Embeddable Lemonade: Runtime
This guide will show you how to operate Embeddable Lemonade in your app at runtime.
Contents:
- Launching
- Authenticating Requests
- Runtime Model and Backend Management
- Runtime Settings Management
GET /internal/configPOST /internal/set
Launching
We recommend that your app launches lemond as a subprocess, using a command like this:
set LEMONADE_API_KEY=KEY && lemond.exe ./ --port PORT
LEMONADE_API_KEY=KEY lemond ./ --port PORT
Breaking this down:
- LEMONADE_API_KEY=KEY sets an API key for lemond known only to your app. This locks out other apps, as well as users, from interfacing directly with lemond's endpoints.

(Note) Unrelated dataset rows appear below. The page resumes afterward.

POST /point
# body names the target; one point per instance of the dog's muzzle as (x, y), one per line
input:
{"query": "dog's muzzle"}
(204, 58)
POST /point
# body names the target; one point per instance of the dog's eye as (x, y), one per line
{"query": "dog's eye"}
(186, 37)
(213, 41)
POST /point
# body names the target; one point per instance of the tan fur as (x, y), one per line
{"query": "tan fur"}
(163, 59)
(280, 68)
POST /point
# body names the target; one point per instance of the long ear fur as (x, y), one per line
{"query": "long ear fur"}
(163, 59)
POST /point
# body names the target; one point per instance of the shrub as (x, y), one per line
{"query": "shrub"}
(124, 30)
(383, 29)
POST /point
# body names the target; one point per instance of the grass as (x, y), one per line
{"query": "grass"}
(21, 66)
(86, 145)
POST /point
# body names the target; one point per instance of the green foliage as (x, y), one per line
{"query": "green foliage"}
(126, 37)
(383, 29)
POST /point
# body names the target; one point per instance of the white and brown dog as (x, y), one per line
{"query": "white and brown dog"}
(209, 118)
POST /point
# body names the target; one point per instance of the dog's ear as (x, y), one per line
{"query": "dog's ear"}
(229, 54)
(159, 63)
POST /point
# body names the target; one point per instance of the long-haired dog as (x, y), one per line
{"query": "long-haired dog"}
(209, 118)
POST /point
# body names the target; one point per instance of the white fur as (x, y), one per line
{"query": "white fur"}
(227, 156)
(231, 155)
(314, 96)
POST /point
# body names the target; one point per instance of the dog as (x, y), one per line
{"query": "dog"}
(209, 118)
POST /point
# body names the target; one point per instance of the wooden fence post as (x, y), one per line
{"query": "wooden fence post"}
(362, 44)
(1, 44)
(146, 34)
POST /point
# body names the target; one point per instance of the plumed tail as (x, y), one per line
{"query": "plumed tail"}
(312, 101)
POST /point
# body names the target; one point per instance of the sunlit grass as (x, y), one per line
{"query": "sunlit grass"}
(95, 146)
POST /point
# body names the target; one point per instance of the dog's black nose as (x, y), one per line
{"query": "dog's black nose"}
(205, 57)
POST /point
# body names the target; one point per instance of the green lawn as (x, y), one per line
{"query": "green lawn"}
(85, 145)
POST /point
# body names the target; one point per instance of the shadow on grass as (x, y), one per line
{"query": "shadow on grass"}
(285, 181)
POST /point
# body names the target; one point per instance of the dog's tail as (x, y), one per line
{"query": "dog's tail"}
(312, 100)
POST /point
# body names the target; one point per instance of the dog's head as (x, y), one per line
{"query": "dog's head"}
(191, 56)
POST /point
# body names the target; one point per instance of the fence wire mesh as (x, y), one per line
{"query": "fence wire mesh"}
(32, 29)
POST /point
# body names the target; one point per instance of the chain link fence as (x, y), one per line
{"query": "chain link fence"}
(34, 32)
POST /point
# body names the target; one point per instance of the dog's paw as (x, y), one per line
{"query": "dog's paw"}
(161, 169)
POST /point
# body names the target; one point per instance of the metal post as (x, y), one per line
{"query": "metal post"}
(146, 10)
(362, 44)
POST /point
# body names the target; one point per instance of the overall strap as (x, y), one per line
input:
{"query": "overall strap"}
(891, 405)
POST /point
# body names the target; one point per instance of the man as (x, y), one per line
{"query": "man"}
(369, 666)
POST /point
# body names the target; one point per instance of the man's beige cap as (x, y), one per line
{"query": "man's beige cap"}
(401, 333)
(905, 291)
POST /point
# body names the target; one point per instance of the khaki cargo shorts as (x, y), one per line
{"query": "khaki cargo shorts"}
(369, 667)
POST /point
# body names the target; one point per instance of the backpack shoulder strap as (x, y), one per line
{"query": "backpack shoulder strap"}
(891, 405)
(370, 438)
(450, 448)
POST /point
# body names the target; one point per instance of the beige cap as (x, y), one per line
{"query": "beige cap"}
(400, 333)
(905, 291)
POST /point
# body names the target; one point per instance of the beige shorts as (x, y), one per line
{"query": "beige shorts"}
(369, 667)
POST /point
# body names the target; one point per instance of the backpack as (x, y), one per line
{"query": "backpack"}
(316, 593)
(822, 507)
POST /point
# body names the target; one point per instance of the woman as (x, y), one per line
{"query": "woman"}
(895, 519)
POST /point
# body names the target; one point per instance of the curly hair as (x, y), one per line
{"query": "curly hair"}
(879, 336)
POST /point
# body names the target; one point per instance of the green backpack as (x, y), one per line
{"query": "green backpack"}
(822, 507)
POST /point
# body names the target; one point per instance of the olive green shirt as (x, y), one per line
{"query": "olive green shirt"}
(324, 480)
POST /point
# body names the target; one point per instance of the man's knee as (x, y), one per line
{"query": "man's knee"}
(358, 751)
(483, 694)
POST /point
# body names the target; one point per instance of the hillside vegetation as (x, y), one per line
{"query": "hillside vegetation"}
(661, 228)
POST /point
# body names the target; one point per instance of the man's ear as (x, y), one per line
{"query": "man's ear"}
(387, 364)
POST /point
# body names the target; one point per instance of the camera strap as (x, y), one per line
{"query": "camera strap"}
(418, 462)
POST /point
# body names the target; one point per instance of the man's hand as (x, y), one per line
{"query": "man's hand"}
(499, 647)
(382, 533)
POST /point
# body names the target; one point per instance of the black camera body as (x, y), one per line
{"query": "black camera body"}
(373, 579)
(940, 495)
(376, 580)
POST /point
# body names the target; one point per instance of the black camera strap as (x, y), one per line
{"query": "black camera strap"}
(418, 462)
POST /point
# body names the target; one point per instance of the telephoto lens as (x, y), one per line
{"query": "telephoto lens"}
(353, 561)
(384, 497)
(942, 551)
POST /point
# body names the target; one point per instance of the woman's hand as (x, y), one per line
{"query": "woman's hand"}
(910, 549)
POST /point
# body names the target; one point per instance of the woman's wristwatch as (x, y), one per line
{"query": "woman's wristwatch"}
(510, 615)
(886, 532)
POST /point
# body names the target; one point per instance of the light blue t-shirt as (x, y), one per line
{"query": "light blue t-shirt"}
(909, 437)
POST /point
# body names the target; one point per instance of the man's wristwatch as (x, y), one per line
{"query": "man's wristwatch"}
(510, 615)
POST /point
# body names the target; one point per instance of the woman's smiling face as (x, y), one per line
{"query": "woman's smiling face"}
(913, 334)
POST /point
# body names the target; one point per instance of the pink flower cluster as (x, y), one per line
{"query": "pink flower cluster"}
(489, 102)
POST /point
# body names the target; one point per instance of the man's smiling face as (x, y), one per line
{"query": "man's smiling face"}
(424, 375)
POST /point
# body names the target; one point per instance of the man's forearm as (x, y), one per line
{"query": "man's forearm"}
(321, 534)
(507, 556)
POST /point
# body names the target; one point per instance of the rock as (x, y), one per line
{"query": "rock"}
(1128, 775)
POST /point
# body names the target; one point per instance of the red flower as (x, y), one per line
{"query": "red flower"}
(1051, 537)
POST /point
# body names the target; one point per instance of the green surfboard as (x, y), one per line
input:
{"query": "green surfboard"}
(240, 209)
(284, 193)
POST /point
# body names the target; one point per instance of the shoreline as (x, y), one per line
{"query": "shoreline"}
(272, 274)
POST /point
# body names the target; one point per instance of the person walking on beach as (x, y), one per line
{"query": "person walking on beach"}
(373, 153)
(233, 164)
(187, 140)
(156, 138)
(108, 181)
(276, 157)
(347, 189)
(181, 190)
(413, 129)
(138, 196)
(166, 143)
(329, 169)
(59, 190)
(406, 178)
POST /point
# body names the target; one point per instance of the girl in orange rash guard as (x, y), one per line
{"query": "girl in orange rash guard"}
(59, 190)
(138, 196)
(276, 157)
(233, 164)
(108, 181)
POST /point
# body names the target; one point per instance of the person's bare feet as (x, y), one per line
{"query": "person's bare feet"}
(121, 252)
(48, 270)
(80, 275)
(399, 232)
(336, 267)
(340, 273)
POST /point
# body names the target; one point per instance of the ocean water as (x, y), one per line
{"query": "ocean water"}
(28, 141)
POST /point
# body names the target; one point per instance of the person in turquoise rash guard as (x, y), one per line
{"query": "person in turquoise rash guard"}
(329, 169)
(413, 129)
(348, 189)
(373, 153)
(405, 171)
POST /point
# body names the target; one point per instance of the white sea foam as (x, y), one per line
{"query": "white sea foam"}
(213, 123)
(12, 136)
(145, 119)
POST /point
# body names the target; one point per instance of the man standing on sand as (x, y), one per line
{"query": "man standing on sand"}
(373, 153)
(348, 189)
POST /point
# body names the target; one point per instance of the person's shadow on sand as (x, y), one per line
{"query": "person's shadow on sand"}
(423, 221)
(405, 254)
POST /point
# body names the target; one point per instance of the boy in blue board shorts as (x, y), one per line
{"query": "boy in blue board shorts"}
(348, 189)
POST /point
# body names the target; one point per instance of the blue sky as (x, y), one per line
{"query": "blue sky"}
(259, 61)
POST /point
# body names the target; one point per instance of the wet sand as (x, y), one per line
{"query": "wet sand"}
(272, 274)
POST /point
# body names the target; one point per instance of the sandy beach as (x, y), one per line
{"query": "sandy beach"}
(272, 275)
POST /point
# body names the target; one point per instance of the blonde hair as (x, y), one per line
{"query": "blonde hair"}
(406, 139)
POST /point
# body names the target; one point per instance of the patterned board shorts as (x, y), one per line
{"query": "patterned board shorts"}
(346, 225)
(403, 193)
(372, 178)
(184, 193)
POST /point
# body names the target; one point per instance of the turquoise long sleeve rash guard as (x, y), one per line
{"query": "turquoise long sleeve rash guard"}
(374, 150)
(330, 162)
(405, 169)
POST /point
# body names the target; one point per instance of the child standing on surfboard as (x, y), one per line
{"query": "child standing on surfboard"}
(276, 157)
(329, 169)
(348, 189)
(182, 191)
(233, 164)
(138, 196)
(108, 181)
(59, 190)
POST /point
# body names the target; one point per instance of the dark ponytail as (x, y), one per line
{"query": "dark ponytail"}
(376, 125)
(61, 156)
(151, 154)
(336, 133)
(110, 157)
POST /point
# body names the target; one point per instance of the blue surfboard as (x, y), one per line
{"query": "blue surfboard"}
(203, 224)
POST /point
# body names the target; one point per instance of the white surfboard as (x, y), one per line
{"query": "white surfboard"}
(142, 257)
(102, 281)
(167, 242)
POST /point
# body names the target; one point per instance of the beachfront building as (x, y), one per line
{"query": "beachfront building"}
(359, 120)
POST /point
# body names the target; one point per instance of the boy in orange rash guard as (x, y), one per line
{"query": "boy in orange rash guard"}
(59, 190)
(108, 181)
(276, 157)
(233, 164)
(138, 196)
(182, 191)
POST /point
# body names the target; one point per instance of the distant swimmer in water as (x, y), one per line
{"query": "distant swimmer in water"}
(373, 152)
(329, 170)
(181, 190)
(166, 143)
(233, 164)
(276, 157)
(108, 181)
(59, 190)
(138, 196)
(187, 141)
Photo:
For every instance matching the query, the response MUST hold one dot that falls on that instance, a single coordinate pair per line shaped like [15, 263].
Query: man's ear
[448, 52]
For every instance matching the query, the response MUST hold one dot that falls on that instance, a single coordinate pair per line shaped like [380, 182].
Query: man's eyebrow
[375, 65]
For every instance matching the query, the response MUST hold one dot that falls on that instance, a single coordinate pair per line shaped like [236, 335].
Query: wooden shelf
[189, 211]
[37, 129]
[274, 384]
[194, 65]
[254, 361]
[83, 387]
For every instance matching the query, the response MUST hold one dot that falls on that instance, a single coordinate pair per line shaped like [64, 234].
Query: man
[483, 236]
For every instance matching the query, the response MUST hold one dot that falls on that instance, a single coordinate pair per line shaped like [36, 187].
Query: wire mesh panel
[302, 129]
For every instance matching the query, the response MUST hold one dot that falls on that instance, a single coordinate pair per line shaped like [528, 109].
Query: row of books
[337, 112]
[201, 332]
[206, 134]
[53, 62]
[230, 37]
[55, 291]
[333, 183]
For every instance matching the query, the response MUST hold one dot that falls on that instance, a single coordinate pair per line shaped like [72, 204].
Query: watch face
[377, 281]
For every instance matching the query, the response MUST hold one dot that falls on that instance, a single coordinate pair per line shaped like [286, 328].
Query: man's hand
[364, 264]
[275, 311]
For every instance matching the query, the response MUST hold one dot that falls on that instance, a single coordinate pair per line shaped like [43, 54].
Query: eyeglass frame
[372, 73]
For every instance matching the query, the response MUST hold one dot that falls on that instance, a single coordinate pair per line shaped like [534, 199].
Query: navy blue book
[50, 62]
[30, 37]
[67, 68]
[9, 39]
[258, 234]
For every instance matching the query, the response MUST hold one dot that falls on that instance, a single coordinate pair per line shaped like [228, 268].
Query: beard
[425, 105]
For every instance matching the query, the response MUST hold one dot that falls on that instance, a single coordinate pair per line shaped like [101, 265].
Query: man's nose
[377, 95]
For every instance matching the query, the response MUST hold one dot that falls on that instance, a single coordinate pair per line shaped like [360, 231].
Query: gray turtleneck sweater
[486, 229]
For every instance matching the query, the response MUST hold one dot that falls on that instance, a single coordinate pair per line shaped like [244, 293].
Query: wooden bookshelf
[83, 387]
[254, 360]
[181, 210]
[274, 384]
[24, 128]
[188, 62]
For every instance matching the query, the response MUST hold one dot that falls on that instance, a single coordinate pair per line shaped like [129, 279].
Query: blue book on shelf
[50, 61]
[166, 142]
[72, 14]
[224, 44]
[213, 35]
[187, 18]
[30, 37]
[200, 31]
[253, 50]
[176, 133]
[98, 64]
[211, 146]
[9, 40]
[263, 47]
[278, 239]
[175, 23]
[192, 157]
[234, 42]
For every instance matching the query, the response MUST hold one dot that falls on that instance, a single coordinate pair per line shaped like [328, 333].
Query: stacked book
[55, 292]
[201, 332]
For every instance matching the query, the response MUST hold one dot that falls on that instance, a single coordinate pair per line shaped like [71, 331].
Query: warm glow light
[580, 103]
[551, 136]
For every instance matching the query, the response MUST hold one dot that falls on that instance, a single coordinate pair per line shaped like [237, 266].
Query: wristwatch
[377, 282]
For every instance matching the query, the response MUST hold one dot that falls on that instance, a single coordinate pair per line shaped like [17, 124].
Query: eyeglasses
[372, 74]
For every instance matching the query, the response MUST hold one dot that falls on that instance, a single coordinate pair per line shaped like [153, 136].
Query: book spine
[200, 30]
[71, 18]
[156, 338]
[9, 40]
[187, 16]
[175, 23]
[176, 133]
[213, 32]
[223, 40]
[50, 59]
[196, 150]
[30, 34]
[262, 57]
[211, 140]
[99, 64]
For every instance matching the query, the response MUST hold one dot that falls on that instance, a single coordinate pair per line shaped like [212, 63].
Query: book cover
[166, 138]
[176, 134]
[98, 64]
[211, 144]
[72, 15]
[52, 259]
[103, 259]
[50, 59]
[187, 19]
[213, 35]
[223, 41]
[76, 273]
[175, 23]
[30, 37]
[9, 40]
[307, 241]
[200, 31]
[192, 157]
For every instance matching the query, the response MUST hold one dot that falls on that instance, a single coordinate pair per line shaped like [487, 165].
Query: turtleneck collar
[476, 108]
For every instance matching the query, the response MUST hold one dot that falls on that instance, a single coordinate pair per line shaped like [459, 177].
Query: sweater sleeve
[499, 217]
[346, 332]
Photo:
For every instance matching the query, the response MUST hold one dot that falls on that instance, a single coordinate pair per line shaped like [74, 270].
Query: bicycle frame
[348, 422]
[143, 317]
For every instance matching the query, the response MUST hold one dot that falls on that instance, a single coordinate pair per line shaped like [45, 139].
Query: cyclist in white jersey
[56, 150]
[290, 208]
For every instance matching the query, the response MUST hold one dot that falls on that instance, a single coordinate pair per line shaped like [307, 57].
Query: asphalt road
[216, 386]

- The positional ./ is the working directory for lemond, where it will look for config.json, bin/, etc.
- --port PORT ensures that lemond launches on a specific port where your app will find it.
Authenticating Requests
If you launch lemond with LEMONADE_API_KEY set, your app must send that same key on every HTTP request to Lemonade endpoints. Do this by setting an Authorization header with a Bearer token:
Authorization: Bearer KEY
For example, with curl:
curl http://localhost:8000/v1/health ^
-H "Authorization: Bearer KEY"
curl http://localhost:8000/v1/health \
-H "Authorization: Bearer KEY"
For JSON POST requests:
curl -X POST http://localhost:8000/internal/set ^
-H "Authorization: Bearer KEY" ^
-H "Content-Type: application/json" ^
-d "{\"log_level\": \"debug\"}"
curl -X POST http://localhost:8000/internal/set \
-H "Authorization: Bearer KEY" \
-H "Content-Type: application/json" \
-d '{"log_level": "debug"}'
In JavaScript:
await fetch("http://localhost:8000/v1/models", {
headers: {
Authorization: `Bearer ${apiKey}`,
},
});
This matches the existing CLI, tray, app, and test implementations in this repo. If the header is missing or the key is wrong, lemond will reject the request with 401 Unauthorized.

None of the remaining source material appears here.